A Titulação se estabeleceu desde o diálogo interpelante com a Banca Examinadora formada por mim que a presidiu e pelos professores Valdo José Cavallet – UFPR- Titular; Antônio Dari Ramos – UFGD- Titular Losandro Antônio Tedeschi – UFGD- Titular; Marcelo Ximenes Aguiar Bizerril-– UnB- Suplente e Odorico Ferreira Cardoso Neto- UFMT- Suplente.

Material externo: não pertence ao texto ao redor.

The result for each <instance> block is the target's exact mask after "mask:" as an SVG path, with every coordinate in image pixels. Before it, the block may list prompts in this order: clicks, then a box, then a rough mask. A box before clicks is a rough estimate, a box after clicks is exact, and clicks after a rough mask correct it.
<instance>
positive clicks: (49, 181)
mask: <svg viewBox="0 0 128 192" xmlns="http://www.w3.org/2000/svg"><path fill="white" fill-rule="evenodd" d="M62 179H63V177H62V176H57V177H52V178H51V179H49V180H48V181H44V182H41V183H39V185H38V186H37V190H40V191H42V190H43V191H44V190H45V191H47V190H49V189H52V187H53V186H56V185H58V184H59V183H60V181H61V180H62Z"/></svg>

De acordo com o resumo, a tese
concentrou-se na filosofia do Bem Viver como uma alternativa holística e sustentável aos modelos dominantes de desenvolvimento e educação, buscando caminhos para uma sociedade maisjusta e em harmonia com a natureza. Estruturada em duas partes, a pesquisa inicialmente estabelece as bases teóricas e filosóficas do Bem Viver, investigando suas raízes em saberes ancestrais e milenares de povos originários da América Latina e de outras regiões, e contrastando-as com as lógicas do colonialismo histórico e do neocolonialismo capitalista contemporâneo. Analisa-se o conceito de Bem Viver (Sumak Kawsay/Suma Qamaña/tekoá-porã) e sua aplicação prática nos Estados Plurinacionais da Bolívia, Equador e além destes, destacando princípios como coletividade, direitos da Mãe Terra, espiritualidade integradora e equilíbrio socioambiental. A primeira parte também conecta o Bem Viver às Epistemologias do Sul e a campos como a ecologia política, a agroecologia e o Ecossocialismo, apresentando-os como contrapontos ao paradigma eurocêntrico e desenvolvimentista. A segunda parte da tese foca na aplicação destes princípios no contexto educacional e social brasileiro. Realiza-se uma crítica àsinstituições escolares e universitárias atuais, apontando seu caráter frequentemente reprodutivista e alienante, e propõe-se uma educação cooperativa, criativa, ecológica e contextualizada, comprometida com o Bem Viver. São examinadas as potencialidades e desafios para transformar o Bem Viver em políticas públicas, analisando exemplos como a experiência pedagógica da UFPR Litoral e a consonância dos princípios do Sistema Único de Saúde (SUS) e do sistema educacional brasileiro (pós-Constituição de 1988) neste, a política de educação do campo e as perspectivas na relação com a filosofia do Bem Viver. Portanto, reafirmando a urgência de adotar o Bem Viver como horizonte para superar as crises contemporâneas, enfatizando a necessidade de mudanças culturais, políticas e institucionais profundas, baseadas na participação social, na valorização da diversidade epistêmica, da sabedoria ancestral e no respeito a todas as formas de vida.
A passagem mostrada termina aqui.